The Buckeyes bats were a cold as the weather, squandering great pitching, and lose to the Xavier Musketeers in 13 innings.
Columbus – Frankly, it isn’t supposed to be like this. Baseball is supposed to be played in the spring…when it’s warm!
But such is Midwest baseball, those die-hards will tell you, and it may or may not have bitten the Ohio State Buckeyes in their home opener Saturday. They lost to the Xavier Musketeers 3-2, in 13 innings, and simply never warmed to the task, offensively.
It marked the first time in seven seasons that the Buckeyes had lost a home opener under coach Greg Beals, and it’s questionable as to whether they’d ever played on a worse day.
With wind and a cold mist blowing, senior Jake Post made his fifth start of the season and pitched well enough to deserve better support. Giving up single runs in each of the first two innings, he settled down to pitch through the fifth, striking out six while walking four.

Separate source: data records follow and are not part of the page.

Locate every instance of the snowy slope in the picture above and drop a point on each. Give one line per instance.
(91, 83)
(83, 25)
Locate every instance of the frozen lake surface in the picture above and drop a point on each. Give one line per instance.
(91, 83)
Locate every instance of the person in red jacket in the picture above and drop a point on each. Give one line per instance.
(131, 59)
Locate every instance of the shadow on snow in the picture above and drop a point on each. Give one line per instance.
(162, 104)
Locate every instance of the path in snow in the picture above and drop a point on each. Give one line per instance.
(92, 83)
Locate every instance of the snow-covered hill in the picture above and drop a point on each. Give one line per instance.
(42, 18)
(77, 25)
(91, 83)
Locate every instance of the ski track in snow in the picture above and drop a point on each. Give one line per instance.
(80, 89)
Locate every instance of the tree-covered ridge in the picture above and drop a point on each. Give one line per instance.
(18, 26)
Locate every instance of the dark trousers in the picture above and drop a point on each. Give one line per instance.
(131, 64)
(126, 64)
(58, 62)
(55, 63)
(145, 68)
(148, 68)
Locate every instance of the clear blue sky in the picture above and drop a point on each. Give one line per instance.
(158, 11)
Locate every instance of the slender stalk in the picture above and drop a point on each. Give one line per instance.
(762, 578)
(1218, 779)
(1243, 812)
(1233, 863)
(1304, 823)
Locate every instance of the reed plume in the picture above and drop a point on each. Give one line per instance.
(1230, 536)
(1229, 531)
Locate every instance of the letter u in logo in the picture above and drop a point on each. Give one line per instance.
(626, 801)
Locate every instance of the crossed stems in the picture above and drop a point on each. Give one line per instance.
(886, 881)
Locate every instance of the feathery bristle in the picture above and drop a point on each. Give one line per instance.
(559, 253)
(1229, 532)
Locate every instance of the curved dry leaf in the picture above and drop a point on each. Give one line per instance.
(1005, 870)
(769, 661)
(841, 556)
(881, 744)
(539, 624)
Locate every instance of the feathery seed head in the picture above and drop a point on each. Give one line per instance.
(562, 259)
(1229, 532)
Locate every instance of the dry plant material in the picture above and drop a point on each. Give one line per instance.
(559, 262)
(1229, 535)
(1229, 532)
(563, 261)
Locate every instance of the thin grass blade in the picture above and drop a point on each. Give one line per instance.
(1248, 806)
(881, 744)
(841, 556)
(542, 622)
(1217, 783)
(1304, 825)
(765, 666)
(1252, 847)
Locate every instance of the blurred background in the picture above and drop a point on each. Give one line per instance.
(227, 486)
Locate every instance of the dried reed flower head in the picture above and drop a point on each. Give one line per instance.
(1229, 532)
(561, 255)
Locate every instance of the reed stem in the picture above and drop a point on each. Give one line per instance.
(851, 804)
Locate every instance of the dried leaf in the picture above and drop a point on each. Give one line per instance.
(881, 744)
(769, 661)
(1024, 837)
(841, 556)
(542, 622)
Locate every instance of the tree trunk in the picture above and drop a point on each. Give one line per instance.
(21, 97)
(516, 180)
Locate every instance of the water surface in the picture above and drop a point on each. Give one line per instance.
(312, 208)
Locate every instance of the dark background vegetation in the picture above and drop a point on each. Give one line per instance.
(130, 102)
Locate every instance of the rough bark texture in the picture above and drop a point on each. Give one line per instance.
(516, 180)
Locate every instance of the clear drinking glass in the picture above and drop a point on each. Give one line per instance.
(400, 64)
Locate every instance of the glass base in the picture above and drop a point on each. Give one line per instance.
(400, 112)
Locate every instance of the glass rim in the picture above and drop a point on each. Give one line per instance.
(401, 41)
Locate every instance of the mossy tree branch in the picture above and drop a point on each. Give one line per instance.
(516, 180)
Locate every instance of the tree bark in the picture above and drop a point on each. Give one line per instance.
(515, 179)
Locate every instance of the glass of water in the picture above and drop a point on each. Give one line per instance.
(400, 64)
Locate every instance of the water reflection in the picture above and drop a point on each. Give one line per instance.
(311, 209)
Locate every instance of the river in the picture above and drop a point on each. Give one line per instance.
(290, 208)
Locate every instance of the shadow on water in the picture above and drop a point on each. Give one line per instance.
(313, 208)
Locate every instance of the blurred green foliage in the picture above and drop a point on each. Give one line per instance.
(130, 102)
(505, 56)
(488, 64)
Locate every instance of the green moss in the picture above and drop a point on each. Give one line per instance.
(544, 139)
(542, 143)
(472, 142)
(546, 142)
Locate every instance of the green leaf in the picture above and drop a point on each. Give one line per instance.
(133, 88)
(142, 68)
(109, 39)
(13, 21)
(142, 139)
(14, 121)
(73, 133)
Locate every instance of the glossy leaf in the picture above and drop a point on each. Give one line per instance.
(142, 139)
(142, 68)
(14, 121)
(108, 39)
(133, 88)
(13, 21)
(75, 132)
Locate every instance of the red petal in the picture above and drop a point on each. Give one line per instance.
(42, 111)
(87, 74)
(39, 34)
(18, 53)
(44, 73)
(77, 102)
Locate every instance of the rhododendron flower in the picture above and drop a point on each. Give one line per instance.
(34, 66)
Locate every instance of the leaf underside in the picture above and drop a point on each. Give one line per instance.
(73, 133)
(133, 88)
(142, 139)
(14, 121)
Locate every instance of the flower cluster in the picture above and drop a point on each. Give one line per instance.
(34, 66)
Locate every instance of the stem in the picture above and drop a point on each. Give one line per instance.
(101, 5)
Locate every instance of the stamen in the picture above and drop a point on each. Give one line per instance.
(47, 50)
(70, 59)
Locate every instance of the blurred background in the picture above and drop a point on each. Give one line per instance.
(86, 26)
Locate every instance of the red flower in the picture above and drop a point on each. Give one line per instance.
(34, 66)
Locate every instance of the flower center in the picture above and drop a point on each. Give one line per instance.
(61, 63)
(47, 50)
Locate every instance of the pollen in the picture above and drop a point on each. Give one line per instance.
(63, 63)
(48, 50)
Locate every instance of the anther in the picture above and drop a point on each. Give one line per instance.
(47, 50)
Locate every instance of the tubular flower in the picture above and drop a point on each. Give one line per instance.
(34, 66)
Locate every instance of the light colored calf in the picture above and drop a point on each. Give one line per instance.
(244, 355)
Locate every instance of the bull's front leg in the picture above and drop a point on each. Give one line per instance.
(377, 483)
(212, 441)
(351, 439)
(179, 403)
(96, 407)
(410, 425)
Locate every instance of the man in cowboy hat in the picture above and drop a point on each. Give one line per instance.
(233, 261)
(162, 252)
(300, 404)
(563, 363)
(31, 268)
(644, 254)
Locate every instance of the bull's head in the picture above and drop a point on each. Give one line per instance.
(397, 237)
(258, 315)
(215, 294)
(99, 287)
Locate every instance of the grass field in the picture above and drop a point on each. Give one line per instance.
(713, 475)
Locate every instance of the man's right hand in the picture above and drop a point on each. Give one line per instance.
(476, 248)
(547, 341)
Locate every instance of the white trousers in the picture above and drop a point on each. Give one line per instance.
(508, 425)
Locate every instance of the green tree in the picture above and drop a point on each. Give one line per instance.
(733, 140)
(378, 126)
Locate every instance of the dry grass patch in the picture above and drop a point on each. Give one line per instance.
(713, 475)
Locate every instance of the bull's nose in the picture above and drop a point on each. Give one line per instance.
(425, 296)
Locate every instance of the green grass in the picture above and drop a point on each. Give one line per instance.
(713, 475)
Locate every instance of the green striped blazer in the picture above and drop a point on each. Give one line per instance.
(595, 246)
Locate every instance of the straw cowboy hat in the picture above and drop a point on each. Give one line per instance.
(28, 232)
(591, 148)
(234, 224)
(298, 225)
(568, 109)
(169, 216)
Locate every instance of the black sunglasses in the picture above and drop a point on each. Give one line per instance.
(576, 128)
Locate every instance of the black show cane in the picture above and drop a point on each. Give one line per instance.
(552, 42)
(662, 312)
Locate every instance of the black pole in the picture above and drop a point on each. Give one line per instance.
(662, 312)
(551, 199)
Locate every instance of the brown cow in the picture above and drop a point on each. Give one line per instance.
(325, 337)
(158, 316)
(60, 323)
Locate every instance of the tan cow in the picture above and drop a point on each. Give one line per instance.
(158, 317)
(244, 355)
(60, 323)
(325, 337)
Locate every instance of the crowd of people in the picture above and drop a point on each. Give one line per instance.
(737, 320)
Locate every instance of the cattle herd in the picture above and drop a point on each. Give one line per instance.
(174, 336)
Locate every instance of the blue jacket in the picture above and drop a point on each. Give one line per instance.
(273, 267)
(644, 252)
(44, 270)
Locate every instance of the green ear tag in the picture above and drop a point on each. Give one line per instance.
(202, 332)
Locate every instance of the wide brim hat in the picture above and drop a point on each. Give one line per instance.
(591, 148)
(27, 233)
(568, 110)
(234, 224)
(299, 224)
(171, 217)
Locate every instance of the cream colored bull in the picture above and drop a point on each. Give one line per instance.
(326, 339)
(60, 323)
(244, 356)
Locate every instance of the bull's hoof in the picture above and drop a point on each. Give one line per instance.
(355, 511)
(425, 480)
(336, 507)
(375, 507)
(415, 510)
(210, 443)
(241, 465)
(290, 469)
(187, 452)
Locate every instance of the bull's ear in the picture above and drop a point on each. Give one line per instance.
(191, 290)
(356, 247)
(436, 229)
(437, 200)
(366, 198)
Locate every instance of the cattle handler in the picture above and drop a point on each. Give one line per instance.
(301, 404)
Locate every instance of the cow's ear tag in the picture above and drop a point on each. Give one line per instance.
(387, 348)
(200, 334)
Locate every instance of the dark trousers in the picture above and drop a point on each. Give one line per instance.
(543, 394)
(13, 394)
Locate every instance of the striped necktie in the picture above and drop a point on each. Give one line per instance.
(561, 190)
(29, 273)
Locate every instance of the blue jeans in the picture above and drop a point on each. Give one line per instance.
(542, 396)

The Buckeyes scored their only two runs in the third on a walk to Shea Murray, a throwing error, a pair of sac bunts, a sac fly by Jalen Washington, and a run-scoring single by Noah McGowan that scored catcher Jake Barnwell with the tying run. From that point on…it was simply Arctic.
Xavier righthander Zac Lowther allowed just those two runs through six innings, and like Post, deserved a better fate.
The game settled on the respective bullpens. Kyle Michalik threw two scoreless for the Buckeyes, followed by Seth Kinker who threw three “zeros”, foll0wed by Yianni Pavlopoulos, who shut out “X” through the 11th and 12th.
In the meantime Matt Kent and Taylor Williams held serve on the mound for the Musketeers, while OSU actually had the winning run on third in the bottom of the 11th, but left Tre’ Gantt standing there.
It came own to the 13th, when the Bucks’ fifth pitcher of the day, Curtiss Irving, surrendered the winning run on a pair of hits and a pair of walks. He struck out the side, but not before becoming the pitcher of record on the wrong side of things.
This is not what General Doubleday had in mind when he patented the game, but tomorrow (Sunday) they’ll play a double-header at Xavier beginning at 12 pm. The forecast is for high 30s, or low 40s. The prognosis is the Buckeyes need an even better day of baseball to again square their record. They fell to 8-9 with Saturday’s loss and Big Ten play begins next weekend when Minnesota comes to Bill Davis Stadium.
They’d like to have a warm welcoming for the Gophers.